特例として翌日、憲法(これは人間個人の行動を規制するルールではない)、法律、その他なんやかんやの人権に関するありとあらゆる項目に「ただしパカデブは除く」の一文が加えられた。
人権団体による反発を防ぐためである。
今日もパカデブは多くの命を救う。
彼の肉体が埋め込まれた台車が転がっていくたびに、彼の亀頭が人々の舌先をかすめていくたびに、多くの命が救われ、忌まわしきマツド・マッド・シンドロームの恐怖から彼らは解放されていくのだ。
伝え聞くところによれば、パカデブは生前(今の彼を「生きている」などとどうして言えようか?)、「声なき声に力を与え、優しい社会をつくる」ことを目標に掲げていたという。
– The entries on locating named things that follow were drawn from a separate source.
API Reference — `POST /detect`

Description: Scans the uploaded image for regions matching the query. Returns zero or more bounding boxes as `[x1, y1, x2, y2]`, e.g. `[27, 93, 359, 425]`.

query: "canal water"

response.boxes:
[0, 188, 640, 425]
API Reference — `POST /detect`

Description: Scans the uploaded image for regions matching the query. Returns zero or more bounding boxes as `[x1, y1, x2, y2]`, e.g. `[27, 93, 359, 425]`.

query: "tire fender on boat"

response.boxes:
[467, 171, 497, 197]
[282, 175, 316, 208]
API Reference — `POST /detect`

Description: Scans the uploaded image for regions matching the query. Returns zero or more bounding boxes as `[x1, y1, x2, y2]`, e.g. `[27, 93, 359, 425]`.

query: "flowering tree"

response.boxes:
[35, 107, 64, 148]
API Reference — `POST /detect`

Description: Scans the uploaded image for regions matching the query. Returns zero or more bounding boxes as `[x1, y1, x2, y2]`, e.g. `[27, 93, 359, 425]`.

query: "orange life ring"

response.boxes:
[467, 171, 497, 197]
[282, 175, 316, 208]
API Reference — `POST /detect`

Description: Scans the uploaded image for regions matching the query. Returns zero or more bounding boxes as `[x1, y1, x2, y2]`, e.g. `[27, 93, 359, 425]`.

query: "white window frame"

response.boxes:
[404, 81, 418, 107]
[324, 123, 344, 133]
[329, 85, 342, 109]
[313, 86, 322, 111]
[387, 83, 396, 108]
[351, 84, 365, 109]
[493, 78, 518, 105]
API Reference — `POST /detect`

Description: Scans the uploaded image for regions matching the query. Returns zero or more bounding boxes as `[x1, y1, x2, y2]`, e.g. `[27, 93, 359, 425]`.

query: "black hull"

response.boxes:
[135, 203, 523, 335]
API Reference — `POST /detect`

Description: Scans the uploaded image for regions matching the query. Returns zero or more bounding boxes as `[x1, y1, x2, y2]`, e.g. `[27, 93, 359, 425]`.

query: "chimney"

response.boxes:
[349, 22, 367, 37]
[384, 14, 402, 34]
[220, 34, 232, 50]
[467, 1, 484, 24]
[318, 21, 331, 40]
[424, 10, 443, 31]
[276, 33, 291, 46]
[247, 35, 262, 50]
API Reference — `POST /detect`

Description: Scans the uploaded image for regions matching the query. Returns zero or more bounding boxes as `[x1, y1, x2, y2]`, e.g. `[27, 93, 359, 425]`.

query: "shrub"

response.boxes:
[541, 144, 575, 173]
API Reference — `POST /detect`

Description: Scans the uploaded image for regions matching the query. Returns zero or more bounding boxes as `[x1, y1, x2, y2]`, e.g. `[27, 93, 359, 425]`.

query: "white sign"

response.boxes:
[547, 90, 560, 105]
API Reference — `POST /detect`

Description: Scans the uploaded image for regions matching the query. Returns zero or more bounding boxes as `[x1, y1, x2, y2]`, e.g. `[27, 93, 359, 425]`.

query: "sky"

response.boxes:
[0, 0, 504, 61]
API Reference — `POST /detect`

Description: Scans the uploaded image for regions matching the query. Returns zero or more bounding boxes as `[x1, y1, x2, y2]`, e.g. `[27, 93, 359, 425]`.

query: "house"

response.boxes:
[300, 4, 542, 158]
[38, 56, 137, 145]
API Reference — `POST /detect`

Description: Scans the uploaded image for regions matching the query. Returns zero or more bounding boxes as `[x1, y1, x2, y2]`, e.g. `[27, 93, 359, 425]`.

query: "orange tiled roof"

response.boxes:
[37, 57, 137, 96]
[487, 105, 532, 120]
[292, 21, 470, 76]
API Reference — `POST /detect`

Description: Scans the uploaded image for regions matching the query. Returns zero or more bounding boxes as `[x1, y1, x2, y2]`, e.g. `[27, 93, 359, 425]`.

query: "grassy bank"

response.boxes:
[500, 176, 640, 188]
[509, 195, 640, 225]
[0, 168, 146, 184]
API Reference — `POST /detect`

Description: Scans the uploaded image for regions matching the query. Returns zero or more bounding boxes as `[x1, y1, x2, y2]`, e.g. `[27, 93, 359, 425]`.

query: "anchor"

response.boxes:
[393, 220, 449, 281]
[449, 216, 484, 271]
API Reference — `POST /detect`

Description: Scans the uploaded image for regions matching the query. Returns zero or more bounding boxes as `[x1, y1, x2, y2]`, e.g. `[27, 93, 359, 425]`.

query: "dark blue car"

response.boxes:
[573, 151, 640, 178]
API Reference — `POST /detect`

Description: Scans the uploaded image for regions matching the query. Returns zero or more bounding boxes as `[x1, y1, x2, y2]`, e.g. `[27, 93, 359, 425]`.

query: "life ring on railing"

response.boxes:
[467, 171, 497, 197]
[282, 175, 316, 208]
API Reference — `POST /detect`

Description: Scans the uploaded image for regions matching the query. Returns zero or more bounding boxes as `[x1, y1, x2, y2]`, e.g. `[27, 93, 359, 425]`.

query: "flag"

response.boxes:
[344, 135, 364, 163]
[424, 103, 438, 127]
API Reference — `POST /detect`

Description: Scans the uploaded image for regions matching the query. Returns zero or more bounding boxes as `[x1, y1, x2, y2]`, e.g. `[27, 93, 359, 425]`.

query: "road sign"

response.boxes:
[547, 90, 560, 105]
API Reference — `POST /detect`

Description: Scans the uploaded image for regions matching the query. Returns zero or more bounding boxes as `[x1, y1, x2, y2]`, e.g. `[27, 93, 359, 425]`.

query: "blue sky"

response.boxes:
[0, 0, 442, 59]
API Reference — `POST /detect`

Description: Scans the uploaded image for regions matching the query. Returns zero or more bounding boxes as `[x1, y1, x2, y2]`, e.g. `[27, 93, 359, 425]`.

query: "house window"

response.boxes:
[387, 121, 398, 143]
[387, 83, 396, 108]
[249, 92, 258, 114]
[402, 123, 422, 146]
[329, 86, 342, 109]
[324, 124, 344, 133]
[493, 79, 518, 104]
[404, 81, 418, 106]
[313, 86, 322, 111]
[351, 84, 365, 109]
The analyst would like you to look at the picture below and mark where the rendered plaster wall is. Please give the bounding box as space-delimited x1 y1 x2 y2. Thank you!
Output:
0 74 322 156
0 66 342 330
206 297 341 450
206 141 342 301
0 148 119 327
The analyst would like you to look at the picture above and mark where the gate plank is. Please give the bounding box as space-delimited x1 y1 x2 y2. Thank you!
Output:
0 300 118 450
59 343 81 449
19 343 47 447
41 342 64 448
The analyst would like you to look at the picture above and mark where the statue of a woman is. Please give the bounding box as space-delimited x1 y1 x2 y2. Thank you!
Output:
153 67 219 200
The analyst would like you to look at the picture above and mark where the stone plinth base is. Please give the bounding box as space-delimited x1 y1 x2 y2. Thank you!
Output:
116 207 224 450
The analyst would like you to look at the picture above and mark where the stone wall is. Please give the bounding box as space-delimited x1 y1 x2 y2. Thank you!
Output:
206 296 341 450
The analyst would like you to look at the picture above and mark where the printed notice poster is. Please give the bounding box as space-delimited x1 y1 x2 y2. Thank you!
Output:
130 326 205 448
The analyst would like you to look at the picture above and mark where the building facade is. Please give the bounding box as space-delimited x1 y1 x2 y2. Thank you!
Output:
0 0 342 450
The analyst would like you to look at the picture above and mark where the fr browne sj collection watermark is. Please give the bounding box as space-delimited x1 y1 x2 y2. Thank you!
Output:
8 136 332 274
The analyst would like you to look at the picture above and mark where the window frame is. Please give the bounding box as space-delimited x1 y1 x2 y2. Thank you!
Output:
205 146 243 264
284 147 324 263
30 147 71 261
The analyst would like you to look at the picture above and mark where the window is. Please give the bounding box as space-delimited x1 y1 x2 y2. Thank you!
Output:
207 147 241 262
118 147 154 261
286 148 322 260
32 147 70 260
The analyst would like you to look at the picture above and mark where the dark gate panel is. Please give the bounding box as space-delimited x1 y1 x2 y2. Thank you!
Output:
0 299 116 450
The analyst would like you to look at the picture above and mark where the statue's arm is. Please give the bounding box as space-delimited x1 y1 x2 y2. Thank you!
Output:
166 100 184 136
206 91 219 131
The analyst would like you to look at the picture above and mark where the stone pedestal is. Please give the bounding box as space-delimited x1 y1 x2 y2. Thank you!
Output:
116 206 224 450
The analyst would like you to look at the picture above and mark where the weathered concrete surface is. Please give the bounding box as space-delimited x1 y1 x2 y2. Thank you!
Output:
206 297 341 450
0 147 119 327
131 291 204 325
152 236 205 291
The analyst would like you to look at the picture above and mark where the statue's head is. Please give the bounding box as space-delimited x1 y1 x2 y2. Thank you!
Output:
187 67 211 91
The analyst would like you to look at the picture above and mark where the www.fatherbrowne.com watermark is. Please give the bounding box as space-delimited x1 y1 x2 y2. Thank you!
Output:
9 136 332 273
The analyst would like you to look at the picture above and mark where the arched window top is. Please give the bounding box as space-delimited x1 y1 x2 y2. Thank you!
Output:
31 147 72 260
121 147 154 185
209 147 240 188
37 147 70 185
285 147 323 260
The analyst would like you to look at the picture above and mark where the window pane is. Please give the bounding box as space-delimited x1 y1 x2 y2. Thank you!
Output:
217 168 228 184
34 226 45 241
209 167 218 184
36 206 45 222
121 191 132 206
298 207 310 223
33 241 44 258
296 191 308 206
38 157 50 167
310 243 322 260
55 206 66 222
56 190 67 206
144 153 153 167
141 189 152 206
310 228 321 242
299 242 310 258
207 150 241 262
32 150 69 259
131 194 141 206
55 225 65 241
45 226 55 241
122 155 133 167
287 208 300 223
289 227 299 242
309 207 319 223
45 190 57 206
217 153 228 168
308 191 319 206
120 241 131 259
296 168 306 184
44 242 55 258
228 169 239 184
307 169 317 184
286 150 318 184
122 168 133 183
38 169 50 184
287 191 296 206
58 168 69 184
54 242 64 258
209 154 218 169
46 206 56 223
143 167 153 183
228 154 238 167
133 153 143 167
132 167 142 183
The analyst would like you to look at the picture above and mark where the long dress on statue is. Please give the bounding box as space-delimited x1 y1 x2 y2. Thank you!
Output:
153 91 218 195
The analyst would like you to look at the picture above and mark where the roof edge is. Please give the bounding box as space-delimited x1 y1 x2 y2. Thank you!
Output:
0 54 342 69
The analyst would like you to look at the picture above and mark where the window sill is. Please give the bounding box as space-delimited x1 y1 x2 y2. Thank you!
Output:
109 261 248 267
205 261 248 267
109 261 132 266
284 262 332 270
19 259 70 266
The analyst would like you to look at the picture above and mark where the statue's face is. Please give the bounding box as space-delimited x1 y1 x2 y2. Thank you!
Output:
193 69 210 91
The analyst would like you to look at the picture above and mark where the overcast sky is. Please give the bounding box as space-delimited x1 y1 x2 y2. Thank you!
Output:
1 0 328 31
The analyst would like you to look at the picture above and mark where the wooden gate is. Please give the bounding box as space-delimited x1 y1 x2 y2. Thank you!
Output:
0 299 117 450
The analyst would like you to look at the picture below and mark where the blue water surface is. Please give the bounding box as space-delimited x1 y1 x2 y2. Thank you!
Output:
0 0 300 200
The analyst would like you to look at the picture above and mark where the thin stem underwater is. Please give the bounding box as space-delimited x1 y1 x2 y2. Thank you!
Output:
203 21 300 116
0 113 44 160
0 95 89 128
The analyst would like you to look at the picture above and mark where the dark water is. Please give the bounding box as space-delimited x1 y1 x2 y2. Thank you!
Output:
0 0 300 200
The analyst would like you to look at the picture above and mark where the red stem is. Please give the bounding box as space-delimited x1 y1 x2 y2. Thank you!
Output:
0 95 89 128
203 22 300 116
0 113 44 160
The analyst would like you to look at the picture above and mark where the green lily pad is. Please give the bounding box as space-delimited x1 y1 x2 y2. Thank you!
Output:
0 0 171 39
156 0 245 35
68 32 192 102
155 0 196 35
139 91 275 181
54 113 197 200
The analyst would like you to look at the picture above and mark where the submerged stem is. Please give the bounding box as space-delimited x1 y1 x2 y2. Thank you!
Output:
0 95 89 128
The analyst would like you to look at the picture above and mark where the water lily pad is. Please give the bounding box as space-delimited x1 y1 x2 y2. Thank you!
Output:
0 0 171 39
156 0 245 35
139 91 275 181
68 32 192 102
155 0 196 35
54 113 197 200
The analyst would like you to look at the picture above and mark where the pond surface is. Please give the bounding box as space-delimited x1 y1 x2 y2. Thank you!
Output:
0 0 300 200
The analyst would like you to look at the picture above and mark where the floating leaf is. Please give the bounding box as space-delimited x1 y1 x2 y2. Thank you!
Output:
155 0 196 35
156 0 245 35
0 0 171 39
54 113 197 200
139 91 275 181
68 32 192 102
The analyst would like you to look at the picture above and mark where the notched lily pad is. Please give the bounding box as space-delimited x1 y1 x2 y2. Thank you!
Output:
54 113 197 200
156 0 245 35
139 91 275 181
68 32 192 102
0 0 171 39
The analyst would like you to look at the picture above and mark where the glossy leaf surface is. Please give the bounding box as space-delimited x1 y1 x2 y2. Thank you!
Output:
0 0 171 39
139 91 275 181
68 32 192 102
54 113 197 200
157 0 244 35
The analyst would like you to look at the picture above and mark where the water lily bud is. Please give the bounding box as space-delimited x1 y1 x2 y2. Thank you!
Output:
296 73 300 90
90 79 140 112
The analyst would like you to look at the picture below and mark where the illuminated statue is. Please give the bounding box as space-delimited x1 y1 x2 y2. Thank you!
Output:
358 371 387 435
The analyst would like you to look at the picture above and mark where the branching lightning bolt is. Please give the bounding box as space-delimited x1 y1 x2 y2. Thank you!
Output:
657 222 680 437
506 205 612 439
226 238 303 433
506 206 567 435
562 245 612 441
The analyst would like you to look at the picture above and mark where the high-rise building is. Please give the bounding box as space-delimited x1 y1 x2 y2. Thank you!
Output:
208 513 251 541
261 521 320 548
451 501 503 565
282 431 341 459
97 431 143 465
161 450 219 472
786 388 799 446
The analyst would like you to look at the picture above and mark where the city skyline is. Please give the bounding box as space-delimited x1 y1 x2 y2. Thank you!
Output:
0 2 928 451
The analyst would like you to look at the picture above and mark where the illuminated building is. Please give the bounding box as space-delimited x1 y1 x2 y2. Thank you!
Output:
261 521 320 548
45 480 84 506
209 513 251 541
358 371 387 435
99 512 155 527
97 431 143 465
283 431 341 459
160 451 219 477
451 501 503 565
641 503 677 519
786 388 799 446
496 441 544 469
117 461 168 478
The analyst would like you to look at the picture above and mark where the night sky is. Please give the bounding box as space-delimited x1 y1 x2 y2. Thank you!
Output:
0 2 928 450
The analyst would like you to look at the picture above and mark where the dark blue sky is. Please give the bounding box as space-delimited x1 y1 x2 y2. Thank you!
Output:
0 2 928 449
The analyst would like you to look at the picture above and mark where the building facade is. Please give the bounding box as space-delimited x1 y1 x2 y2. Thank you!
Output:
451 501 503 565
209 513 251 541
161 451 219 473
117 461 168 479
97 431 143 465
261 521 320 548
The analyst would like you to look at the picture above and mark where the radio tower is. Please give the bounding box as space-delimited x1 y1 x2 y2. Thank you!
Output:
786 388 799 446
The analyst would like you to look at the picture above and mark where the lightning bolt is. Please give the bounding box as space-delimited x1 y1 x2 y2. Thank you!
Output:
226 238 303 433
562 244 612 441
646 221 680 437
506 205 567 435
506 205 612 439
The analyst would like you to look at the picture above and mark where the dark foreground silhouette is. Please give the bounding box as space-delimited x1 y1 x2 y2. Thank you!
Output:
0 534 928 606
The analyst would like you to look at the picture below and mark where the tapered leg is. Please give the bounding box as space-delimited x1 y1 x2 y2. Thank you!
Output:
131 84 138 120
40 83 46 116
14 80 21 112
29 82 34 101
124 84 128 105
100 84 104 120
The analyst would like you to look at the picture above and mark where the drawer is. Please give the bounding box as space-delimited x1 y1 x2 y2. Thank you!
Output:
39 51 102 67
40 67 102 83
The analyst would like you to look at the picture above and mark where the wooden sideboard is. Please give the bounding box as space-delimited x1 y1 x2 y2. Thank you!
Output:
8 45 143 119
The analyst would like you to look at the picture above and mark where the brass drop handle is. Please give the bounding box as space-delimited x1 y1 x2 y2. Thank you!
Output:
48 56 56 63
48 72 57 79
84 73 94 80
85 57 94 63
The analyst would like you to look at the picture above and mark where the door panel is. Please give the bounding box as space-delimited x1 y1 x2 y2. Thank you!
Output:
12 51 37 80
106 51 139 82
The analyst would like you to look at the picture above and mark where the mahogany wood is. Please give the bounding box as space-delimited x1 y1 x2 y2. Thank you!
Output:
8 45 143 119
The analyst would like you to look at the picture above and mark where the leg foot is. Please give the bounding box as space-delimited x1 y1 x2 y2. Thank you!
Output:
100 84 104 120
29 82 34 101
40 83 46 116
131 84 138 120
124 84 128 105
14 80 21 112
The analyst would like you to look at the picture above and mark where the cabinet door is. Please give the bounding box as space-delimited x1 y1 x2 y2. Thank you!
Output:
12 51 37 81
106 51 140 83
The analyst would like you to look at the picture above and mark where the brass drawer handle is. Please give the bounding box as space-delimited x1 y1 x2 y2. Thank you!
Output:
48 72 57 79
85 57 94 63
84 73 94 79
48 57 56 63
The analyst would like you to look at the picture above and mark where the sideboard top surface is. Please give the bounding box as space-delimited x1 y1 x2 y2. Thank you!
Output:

彼の考える優しい社会とは違うだろう。彼は弁護士であったのだから。その弁護士が、己の武器である法によって逆に人権を奪われてしまうとは、なんとも皮肉な話だ。
しかし彼は人を多く救い、声なき声を明日へつなげていく役割を果たしているのだ。これを優しい世界と呼ばすして、なにが優しい世界であろうか?
――声なき声に力を。
彼の掲げていた標語をつぶやくと、私はぐっとガッツポーズをとってみる。
そう、この舌に残る苦き亀頭の感触こそ、彼が己を賭して世界を守ろうとした証なのだ。
あとM市は丸ごと核の炎でポアされ焼野原となった。あそこが感染源だったのだ。